The Tea Party's next big political fight will take place May 18 in Kentucky's Republican Senate primary. Although Secretary of State Trey Grayson has the support of the Senate Minority Leader Mitch McConnell and other Republican state establishment, he is running against Tea Party favorite Rand Paul, the son of former presidential candidate Ron Paul of Texas. Paul is also supported by Sarah Palin and evangelical leader James Dobson.
Although Bennett blamed the "toxic" political environment, even he conceded that his Senate votes may have been a problem. His votes for health care overhaul and the Trouble Asset Relief Program, painted by critics as the "Wall Street bailout," enraged members of the Tea Party movement, who hope to purge incumbents of questionable conservative purity.
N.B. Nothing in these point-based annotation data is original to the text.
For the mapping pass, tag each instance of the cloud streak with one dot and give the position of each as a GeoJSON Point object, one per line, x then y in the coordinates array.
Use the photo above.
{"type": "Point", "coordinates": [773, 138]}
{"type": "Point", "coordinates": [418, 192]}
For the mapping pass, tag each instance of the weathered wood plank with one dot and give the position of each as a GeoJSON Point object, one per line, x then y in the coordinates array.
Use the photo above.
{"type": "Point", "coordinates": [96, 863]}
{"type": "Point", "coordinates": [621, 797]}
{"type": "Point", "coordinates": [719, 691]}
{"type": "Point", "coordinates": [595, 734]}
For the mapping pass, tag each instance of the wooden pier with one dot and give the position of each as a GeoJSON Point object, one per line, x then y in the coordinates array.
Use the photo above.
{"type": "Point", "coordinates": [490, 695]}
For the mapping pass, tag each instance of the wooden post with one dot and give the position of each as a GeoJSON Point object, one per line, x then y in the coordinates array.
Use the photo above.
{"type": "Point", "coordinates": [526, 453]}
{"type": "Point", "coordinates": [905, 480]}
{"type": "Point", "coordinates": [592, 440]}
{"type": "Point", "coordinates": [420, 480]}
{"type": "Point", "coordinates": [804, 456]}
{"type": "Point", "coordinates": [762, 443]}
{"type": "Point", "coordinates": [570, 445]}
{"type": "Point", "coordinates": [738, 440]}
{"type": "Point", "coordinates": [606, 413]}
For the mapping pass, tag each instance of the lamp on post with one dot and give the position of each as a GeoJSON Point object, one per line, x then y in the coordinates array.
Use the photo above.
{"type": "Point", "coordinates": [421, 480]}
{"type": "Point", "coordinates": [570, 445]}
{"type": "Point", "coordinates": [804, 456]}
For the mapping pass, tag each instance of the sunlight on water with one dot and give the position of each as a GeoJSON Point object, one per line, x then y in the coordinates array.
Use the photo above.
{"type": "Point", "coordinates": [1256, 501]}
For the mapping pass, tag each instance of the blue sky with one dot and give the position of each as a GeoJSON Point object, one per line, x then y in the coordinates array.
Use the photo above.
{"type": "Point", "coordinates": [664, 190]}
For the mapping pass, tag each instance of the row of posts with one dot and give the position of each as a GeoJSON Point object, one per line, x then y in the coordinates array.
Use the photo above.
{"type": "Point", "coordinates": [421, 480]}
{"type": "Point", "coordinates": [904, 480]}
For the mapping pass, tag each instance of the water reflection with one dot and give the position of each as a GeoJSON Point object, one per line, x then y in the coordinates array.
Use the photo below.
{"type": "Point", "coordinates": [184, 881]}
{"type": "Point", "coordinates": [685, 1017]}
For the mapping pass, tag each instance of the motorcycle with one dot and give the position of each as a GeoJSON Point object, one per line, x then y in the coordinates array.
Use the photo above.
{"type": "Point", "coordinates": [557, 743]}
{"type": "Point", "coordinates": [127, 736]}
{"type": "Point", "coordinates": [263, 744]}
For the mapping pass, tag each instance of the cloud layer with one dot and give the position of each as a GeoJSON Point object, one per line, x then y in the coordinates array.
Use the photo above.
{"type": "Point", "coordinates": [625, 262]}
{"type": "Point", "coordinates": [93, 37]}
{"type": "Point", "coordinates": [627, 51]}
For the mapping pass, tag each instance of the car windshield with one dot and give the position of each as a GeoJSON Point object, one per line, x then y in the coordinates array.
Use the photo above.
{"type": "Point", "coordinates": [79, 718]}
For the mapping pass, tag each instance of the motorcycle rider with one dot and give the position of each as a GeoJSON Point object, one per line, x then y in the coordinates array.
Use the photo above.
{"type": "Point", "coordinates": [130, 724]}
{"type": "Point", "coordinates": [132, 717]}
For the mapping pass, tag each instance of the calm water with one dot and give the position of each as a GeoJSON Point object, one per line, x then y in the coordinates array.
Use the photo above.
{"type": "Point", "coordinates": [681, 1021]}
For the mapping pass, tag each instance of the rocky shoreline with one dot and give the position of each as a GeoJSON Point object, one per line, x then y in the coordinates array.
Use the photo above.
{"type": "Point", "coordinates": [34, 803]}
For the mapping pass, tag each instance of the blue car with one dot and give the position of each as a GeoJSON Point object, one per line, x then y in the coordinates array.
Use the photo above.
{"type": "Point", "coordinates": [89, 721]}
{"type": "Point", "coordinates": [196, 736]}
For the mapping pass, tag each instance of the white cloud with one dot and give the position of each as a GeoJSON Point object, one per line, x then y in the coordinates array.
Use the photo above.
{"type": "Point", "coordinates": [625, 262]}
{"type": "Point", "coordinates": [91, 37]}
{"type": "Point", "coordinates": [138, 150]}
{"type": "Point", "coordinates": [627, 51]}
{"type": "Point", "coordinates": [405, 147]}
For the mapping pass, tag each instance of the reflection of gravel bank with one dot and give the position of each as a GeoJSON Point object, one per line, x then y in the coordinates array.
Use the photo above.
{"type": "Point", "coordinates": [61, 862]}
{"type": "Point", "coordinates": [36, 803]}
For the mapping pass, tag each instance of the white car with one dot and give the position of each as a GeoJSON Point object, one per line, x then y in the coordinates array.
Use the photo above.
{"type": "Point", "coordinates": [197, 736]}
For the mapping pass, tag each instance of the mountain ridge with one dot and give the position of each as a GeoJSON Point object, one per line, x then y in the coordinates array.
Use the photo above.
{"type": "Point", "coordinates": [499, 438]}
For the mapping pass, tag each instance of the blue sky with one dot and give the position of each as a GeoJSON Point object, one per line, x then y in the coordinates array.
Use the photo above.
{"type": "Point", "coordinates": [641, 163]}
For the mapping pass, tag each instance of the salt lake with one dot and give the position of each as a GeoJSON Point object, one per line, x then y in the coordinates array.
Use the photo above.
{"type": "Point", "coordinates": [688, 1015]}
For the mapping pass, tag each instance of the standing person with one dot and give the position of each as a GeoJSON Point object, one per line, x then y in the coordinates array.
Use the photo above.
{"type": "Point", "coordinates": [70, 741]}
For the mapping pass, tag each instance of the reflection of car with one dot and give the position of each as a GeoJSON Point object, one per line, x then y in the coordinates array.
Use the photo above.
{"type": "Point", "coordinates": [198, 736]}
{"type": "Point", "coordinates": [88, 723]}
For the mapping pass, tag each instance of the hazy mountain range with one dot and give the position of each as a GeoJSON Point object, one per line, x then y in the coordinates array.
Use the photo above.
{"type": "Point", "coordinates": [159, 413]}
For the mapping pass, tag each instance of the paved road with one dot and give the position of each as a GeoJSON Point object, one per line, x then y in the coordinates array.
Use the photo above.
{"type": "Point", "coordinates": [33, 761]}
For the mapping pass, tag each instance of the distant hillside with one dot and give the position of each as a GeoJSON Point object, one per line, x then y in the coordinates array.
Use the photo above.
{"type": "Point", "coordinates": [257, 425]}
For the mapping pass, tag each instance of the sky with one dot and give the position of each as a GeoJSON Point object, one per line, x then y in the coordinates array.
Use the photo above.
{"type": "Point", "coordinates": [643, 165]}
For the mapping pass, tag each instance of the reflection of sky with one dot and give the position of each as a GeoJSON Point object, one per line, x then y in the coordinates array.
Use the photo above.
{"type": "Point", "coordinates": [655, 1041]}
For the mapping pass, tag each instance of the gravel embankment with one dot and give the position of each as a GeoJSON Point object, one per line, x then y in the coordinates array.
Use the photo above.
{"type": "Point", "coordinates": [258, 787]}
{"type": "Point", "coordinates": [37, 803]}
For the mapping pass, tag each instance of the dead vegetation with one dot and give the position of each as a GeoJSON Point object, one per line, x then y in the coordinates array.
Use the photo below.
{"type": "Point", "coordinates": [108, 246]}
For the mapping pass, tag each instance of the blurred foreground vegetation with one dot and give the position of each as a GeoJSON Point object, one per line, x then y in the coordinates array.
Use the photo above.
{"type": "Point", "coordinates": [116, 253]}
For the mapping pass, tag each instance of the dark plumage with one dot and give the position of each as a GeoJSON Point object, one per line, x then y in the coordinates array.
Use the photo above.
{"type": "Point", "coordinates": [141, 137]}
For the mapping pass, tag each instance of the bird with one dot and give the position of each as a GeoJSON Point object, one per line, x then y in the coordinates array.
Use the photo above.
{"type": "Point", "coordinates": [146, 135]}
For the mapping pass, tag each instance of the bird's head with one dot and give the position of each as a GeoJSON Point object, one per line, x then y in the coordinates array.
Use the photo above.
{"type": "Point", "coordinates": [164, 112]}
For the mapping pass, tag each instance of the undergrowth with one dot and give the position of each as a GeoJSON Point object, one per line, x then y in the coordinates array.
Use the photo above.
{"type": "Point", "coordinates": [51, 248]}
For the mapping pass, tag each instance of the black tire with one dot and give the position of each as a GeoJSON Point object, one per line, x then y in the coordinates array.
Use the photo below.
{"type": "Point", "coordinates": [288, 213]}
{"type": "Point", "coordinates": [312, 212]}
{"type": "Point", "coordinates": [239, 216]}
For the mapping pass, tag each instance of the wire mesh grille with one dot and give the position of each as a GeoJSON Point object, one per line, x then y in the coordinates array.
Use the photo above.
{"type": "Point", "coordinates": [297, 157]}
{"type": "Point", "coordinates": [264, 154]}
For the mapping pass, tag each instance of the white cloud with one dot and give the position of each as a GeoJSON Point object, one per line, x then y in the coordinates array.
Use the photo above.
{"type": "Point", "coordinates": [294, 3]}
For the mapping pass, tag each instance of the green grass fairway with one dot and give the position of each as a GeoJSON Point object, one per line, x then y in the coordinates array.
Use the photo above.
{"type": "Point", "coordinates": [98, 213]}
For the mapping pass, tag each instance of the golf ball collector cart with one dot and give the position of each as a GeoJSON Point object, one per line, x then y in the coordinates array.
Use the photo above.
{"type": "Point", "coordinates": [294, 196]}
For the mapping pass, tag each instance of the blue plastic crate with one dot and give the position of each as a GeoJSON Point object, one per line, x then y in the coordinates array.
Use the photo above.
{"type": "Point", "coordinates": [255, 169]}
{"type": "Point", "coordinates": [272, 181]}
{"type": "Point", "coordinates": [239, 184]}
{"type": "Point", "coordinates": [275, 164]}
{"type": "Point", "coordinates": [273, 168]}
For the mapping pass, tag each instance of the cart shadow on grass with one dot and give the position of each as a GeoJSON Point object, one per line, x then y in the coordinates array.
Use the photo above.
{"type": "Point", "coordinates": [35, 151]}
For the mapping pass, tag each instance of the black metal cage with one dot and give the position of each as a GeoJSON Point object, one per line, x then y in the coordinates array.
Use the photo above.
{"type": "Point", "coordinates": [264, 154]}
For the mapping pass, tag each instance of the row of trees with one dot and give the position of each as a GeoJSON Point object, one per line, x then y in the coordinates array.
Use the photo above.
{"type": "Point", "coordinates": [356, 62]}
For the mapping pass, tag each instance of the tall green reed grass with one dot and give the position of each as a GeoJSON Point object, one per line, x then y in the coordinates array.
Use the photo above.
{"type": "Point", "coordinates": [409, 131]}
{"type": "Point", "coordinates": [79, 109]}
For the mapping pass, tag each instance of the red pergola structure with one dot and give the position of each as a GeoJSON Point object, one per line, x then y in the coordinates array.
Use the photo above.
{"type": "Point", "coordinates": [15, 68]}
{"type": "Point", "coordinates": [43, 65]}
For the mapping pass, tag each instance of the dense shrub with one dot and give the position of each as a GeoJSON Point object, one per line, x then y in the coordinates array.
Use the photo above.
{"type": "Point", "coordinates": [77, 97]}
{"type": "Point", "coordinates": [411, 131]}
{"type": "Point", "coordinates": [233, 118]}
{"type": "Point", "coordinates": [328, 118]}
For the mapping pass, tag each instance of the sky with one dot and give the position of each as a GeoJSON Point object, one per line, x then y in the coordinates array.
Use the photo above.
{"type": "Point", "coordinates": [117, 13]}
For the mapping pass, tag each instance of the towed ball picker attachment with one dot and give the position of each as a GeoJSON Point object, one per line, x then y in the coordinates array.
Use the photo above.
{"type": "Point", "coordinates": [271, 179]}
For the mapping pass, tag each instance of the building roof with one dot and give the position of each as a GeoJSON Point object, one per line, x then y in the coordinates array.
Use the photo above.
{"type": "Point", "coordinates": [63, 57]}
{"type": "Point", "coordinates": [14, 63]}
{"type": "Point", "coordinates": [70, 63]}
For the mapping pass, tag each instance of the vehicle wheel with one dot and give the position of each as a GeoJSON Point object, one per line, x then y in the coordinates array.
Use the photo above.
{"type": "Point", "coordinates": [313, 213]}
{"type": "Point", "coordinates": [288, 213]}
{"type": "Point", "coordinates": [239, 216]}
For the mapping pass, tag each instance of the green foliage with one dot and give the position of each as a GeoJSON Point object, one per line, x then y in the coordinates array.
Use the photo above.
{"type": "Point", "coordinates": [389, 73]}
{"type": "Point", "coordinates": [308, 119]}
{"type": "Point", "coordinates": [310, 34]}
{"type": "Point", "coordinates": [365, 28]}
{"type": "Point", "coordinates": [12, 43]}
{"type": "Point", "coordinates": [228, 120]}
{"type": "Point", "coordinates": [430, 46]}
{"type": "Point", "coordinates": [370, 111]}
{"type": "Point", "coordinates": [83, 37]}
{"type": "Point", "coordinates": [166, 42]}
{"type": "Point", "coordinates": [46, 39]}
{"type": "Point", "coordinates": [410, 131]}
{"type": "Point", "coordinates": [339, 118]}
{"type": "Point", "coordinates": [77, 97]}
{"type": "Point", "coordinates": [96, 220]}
"The political atmosphere obviously has been toxic and it's very clear that some of the votes that I have cast have added to the toxic environment," Bennett said Saturday in his concession speech.
Although their support for the GOP-backed fiscal conservative Marco Rubio may have caused Florida Republican Gov. Charlie Crist to run as an independent in the upcoming senate race there, Utah was Tea Party supporters' first breakthrough victory.
John Avlon, co-author of "Wingnuts: How the Lunatic Fringe Is Hijacking America," said on ABC, "This is a marker in the evolution of the Tea Party movement into becoming a real political force."